Paints a picture

THE BBC series The Apprentice being filmed at Kelvingrove Art Gallery last week reminds us of a few Diary stories about the gallery, including the reader who told us he was visiting when he heard a little girl, being dragged around by her parents, grumpily declaring: "Great. My two favourite things – walking and learning.”

Blooming heck

WE liked the story the great Sir Alex Ferguson told about how he hated losing at anything, even when he was leading his Manchester United coaching staff in a quiz versus the players. The coaches were ahead by one point, but the players had one question left. "Which artist painted sunflowers." Given the blank look of the players, Sir Alex was confident of victory until midfielder Nicky Butt, not the brightest of chaps, said: "Van Gogh" and tied the contest. "How the hell did you know that?" barked an angry Sir Alex. "I've two in my house," said Butt.

Don't be sniffy

A READER once visiting the stunning Glasgow Boys art exhibition at Kelvingrove realised that a number of the paintings of gardens included rows of cabbages. As he studied George Henry's A Cottar's Garden, a fellow visitor told her companion: "'En plein air' just means that the artists painted outside instead of in the studio."

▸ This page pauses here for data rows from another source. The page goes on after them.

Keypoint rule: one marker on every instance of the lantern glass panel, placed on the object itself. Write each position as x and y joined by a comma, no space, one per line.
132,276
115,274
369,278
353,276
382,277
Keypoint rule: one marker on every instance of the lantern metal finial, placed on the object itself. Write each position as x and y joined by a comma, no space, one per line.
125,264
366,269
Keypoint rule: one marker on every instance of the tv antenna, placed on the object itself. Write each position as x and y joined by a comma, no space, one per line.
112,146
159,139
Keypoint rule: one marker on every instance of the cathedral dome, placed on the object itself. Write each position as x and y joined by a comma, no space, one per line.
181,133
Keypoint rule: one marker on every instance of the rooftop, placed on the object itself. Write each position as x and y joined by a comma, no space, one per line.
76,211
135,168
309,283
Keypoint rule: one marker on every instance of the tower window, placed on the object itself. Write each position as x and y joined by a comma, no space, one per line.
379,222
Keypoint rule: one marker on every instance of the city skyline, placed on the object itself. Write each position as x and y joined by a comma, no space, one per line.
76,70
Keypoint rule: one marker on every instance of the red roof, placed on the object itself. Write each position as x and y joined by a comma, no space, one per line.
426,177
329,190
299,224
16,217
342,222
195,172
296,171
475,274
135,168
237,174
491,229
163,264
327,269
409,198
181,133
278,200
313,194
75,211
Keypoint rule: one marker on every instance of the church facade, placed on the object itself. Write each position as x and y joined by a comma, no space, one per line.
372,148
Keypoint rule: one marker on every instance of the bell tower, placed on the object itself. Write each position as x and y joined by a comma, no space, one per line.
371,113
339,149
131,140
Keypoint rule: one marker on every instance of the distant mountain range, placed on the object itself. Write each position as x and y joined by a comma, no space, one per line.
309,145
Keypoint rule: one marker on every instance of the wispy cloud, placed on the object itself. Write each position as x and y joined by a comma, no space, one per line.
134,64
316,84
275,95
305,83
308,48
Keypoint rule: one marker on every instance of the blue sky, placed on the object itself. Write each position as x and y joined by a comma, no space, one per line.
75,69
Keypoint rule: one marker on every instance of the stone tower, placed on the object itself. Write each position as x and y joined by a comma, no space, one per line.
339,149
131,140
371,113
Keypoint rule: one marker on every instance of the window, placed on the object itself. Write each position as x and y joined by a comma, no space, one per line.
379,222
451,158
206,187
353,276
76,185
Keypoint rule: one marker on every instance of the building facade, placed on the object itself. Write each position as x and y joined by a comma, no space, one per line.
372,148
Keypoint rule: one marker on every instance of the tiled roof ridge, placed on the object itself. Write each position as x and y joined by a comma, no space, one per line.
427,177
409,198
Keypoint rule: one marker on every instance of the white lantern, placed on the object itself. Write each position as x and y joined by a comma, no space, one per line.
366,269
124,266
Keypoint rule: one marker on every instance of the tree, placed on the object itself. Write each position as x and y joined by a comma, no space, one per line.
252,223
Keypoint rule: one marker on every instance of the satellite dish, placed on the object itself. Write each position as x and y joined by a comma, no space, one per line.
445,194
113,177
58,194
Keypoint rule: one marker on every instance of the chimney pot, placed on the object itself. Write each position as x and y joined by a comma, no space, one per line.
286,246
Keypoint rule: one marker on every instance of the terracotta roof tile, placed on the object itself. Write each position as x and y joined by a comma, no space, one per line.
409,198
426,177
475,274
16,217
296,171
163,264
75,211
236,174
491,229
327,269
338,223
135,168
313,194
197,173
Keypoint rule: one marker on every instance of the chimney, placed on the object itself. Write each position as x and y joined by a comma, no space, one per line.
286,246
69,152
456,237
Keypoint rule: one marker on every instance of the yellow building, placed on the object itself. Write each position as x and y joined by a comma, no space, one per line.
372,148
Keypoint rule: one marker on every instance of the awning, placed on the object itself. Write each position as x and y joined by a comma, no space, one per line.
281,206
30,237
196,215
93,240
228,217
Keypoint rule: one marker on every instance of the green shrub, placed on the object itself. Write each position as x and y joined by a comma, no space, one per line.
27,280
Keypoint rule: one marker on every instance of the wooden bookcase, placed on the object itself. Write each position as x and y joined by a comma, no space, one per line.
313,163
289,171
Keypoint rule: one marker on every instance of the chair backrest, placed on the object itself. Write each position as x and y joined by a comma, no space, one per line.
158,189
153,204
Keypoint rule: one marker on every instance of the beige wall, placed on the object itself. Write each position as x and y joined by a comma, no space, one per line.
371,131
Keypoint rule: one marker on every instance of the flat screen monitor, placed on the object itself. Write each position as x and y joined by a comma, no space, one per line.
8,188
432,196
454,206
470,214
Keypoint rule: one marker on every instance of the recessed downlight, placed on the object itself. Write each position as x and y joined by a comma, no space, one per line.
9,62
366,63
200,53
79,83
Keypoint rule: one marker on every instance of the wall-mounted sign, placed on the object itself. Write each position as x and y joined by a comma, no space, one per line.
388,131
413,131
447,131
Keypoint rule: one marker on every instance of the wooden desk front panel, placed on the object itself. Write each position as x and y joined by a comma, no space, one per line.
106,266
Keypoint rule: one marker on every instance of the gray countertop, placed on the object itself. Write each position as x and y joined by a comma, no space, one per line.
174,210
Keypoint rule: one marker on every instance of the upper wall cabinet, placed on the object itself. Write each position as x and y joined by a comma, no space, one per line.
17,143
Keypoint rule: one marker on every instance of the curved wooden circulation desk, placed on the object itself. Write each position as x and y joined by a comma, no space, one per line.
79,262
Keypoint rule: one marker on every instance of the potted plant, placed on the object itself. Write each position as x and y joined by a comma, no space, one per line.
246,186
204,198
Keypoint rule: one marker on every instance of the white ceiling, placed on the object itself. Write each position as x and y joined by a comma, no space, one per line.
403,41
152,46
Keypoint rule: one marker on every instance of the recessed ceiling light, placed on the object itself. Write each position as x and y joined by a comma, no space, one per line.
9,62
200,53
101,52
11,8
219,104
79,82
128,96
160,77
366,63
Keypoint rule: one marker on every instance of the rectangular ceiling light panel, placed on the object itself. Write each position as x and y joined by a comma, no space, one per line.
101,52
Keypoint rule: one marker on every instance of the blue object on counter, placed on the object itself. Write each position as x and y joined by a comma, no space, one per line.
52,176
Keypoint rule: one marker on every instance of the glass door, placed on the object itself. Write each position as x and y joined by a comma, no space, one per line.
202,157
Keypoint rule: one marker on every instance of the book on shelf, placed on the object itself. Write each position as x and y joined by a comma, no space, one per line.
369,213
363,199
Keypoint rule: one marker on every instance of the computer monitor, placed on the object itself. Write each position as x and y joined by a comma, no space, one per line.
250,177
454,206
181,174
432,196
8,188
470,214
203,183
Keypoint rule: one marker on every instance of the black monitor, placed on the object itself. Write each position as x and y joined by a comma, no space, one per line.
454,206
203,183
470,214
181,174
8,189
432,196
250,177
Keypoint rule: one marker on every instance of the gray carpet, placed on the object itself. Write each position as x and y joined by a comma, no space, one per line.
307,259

"I'm not surprised," remarked her companion, "if they ate all those cabbages.”


OUR old chum Sandra Ratcliffe, who turned from journalism to being an artist, was en route to Gigha for an exhibition of her paintings, when she was stuck in the lift of her block of flats in Ayr with many of her canvasses. She shouted for help, and neighbours called the fire brigade.

The firefighter who prised the lift doors open looked at all the paintings surrounding her, and remarked: "Just how long have you been in here?"

Bit of a dinosaur

WHEN BBC Scotland reported on the two-millionth visitor to Kelvingrove, the woman in question remarked that she was only there because her three-year-old daughter, "wanted to see the dinosaur". They then showed the girl meeting Lord Provost Liz Cameron. Mercifully, later news bulletins quietly dropped the dinosaur reference.

Drink to that

A READER was in a shop in Biggar, Lanarkshire, where a young woman and her elderly mother were perusing a painting for sale. The dubious daughter remarked: "I'm not too sure about it. Maybe Dad would like it?" Her mum replied: "Well, it's no' my piece of cake."

"Do you mean cup of tea, Mum?" asked the daughter. "No, I think I will just wait until we are home," said mum.

Said our reader: "The daughter just walked away laughing.”

Thrill of the chase

KELVINGROVE is used for many events, including concerts. A reader was at a Celtic Connection concert by Mississippi singer John Murray who looked up at the Spitfire hung from the ceiling, down the gallery at the stuffed elephant, Sir Roger, and confided to the audience: "I've been dying to ask, why is that Spitfire chasing the elephant? Is this a British thing?”

Blossoming romance

BEFORE one St Valentine's Day, a florist's shop in Aberdeen was keen that local men did not show the parsimony those in the city have been accused of in the past. Inspired by the great artists, the shop, Love Florist, had a stick man painted outside the door with the message: "This is Kevin. Kevin bought his girlfriend flowers from a supermarket. Kevin is now single and not getting any. Don't be like Kevin. Buy flowers from a proper florist this Valentine's Day." So now you know.


WE end with a bit of cerebral graffiti. Someone once scrawled on the toilet wall in a London art gallery the artfully arch: "Dada wouldn't buy me a Bauhaus”.